= Mahind =

Village in India

Mahind a small village located in Srigufwara a Tehsil of Anantnag district, Jammu and Kashmir, India. 345 families live there as of the 2011 census. The total population is 2208 of which 1102 are males and 1106 are females.

Mahind has a lower literacy rate when compared to Jammu and Kashmir: 61.34% compared to 67.16% of Jammu and Kashmir. The male literacy rate is 76.19%, and female is 46.72%.

Nearby villages are Khoushroy Kalan, Now Shehra, Sirhama, and Hattigam.

==Work profile==

In Mahind, 878 people were employed as of the 2011 census. 54.33% described their work as "Main Work", meaning employment for more than 6 Months, while 45.67% described their work as Marginal (less than 6 months). Of the 878 workers, 287 were cultivators and 12 were agricultural labourer.

The educational needs of the village are served by Sir Syed Memorial High School and a higher secondary school, along with many lower grade schools. These schools have played an important role in promoting the education in the whole area. The whole village is prosperous and the people living there are well off thanks to the horticulture industry.

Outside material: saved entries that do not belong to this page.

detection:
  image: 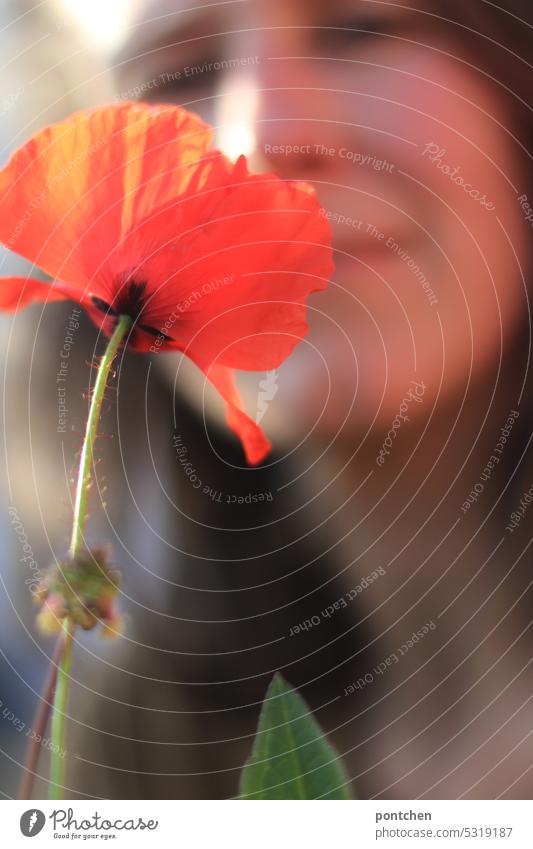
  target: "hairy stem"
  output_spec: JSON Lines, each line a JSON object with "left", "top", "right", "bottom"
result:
{"left": 69, "top": 314, "right": 132, "bottom": 559}
{"left": 48, "top": 314, "right": 131, "bottom": 800}
{"left": 19, "top": 636, "right": 63, "bottom": 799}
{"left": 49, "top": 620, "right": 74, "bottom": 799}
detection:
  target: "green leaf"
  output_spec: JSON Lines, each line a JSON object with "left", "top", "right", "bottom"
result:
{"left": 239, "top": 673, "right": 353, "bottom": 799}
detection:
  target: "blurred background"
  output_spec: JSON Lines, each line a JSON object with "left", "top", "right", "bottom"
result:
{"left": 2, "top": 0, "right": 533, "bottom": 799}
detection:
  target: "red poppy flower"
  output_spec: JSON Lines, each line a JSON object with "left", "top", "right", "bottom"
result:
{"left": 0, "top": 102, "right": 333, "bottom": 464}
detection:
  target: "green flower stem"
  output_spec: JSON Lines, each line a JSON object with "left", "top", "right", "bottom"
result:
{"left": 48, "top": 314, "right": 131, "bottom": 800}
{"left": 69, "top": 314, "right": 132, "bottom": 560}
{"left": 49, "top": 620, "right": 74, "bottom": 799}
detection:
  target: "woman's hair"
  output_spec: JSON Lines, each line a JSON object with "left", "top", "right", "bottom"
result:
{"left": 436, "top": 2, "right": 533, "bottom": 143}
{"left": 401, "top": 1, "right": 533, "bottom": 510}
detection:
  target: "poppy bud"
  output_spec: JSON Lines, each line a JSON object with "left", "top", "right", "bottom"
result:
{"left": 35, "top": 547, "right": 122, "bottom": 637}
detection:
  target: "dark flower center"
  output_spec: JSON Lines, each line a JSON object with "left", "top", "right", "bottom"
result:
{"left": 91, "top": 279, "right": 172, "bottom": 341}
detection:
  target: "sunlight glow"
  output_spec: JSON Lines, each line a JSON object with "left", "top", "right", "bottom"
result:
{"left": 59, "top": 0, "right": 133, "bottom": 51}
{"left": 216, "top": 80, "right": 258, "bottom": 160}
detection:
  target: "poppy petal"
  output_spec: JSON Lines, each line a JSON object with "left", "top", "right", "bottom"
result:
{"left": 0, "top": 102, "right": 212, "bottom": 295}
{"left": 0, "top": 276, "right": 69, "bottom": 311}
{"left": 0, "top": 104, "right": 333, "bottom": 467}
{"left": 190, "top": 356, "right": 271, "bottom": 465}
{"left": 122, "top": 155, "right": 333, "bottom": 365}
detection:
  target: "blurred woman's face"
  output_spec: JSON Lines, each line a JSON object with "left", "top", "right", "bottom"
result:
{"left": 126, "top": 0, "right": 528, "bottom": 445}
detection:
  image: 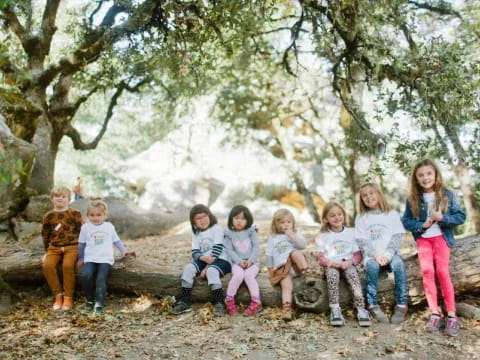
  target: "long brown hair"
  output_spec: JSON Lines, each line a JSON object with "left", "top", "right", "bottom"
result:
{"left": 271, "top": 208, "right": 296, "bottom": 234}
{"left": 357, "top": 183, "right": 393, "bottom": 215}
{"left": 320, "top": 202, "right": 347, "bottom": 232}
{"left": 408, "top": 159, "right": 448, "bottom": 219}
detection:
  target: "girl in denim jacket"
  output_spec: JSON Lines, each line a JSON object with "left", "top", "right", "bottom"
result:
{"left": 402, "top": 159, "right": 466, "bottom": 337}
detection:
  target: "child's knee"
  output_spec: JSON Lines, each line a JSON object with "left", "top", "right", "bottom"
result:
{"left": 390, "top": 255, "right": 405, "bottom": 271}
{"left": 366, "top": 260, "right": 379, "bottom": 274}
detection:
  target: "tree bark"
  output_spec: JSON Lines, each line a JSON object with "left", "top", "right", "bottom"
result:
{"left": 1, "top": 234, "right": 479, "bottom": 312}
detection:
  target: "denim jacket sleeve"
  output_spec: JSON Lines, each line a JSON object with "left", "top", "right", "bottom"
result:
{"left": 401, "top": 200, "right": 426, "bottom": 235}
{"left": 439, "top": 190, "right": 466, "bottom": 228}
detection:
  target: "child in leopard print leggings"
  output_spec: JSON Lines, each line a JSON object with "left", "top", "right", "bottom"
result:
{"left": 316, "top": 202, "right": 371, "bottom": 327}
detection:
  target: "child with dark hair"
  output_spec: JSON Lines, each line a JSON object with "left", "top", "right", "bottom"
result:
{"left": 170, "top": 204, "right": 231, "bottom": 317}
{"left": 224, "top": 205, "right": 262, "bottom": 316}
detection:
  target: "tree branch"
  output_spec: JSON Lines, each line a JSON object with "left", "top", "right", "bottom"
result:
{"left": 38, "top": 0, "right": 61, "bottom": 61}
{"left": 65, "top": 78, "right": 150, "bottom": 150}
{"left": 407, "top": 1, "right": 462, "bottom": 19}
{"left": 0, "top": 6, "right": 26, "bottom": 42}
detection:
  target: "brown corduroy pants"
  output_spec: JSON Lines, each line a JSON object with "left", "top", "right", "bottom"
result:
{"left": 42, "top": 245, "right": 78, "bottom": 297}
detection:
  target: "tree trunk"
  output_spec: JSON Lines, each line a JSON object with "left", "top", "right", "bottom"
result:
{"left": 293, "top": 174, "right": 321, "bottom": 223}
{"left": 1, "top": 234, "right": 479, "bottom": 312}
{"left": 453, "top": 163, "right": 480, "bottom": 234}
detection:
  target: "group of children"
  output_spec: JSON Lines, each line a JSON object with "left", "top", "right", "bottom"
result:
{"left": 41, "top": 159, "right": 465, "bottom": 337}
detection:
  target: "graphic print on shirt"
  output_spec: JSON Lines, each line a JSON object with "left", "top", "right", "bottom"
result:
{"left": 275, "top": 239, "right": 292, "bottom": 254}
{"left": 234, "top": 238, "right": 251, "bottom": 253}
{"left": 199, "top": 237, "right": 213, "bottom": 254}
{"left": 367, "top": 223, "right": 387, "bottom": 242}
{"left": 92, "top": 231, "right": 107, "bottom": 246}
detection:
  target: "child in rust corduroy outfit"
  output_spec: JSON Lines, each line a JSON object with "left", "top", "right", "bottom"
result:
{"left": 42, "top": 186, "right": 83, "bottom": 310}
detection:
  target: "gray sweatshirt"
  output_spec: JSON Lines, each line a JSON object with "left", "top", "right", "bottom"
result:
{"left": 224, "top": 227, "right": 259, "bottom": 265}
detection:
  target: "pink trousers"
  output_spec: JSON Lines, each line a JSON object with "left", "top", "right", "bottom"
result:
{"left": 417, "top": 235, "right": 455, "bottom": 313}
{"left": 226, "top": 264, "right": 260, "bottom": 302}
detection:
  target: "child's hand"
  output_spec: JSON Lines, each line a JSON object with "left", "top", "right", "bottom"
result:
{"left": 41, "top": 254, "right": 46, "bottom": 264}
{"left": 430, "top": 210, "right": 443, "bottom": 222}
{"left": 285, "top": 229, "right": 297, "bottom": 242}
{"left": 340, "top": 260, "right": 352, "bottom": 270}
{"left": 76, "top": 260, "right": 84, "bottom": 270}
{"left": 122, "top": 251, "right": 135, "bottom": 258}
{"left": 245, "top": 261, "right": 253, "bottom": 268}
{"left": 423, "top": 217, "right": 434, "bottom": 229}
{"left": 376, "top": 256, "right": 389, "bottom": 266}
{"left": 200, "top": 267, "right": 208, "bottom": 278}
{"left": 201, "top": 255, "right": 215, "bottom": 264}
{"left": 239, "top": 260, "right": 248, "bottom": 268}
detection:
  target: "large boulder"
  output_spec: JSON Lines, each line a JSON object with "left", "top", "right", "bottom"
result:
{"left": 71, "top": 196, "right": 185, "bottom": 239}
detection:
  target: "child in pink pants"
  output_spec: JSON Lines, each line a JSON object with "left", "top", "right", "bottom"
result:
{"left": 224, "top": 205, "right": 262, "bottom": 316}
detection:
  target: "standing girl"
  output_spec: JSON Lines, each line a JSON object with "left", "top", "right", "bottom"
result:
{"left": 402, "top": 159, "right": 466, "bottom": 336}
{"left": 170, "top": 204, "right": 231, "bottom": 317}
{"left": 224, "top": 205, "right": 262, "bottom": 316}
{"left": 76, "top": 200, "right": 129, "bottom": 315}
{"left": 355, "top": 183, "right": 408, "bottom": 324}
{"left": 316, "top": 202, "right": 371, "bottom": 327}
{"left": 266, "top": 208, "right": 310, "bottom": 321}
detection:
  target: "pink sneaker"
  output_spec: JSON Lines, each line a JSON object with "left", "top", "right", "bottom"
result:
{"left": 225, "top": 299, "right": 238, "bottom": 315}
{"left": 244, "top": 301, "right": 262, "bottom": 316}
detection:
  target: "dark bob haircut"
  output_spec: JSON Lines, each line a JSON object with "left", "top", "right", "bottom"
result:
{"left": 227, "top": 205, "right": 254, "bottom": 231}
{"left": 189, "top": 204, "right": 217, "bottom": 233}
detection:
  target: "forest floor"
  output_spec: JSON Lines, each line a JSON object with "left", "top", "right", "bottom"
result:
{"left": 1, "top": 220, "right": 479, "bottom": 360}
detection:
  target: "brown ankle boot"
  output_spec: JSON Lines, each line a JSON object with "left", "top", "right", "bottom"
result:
{"left": 282, "top": 302, "right": 293, "bottom": 321}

The village is divided in two parts, Herpora and Bonpora. Many Hindu families were living here until 1990. After that, they migrated to different parts of India when the insurgency broke out.

The village has a good water supply system that provides clean drinking water to the residents of Mahind and neighbouring villages.

The village has been provided with a business unit of J&K Bank for meeting the banking needs of the people of the village and the nearby villages.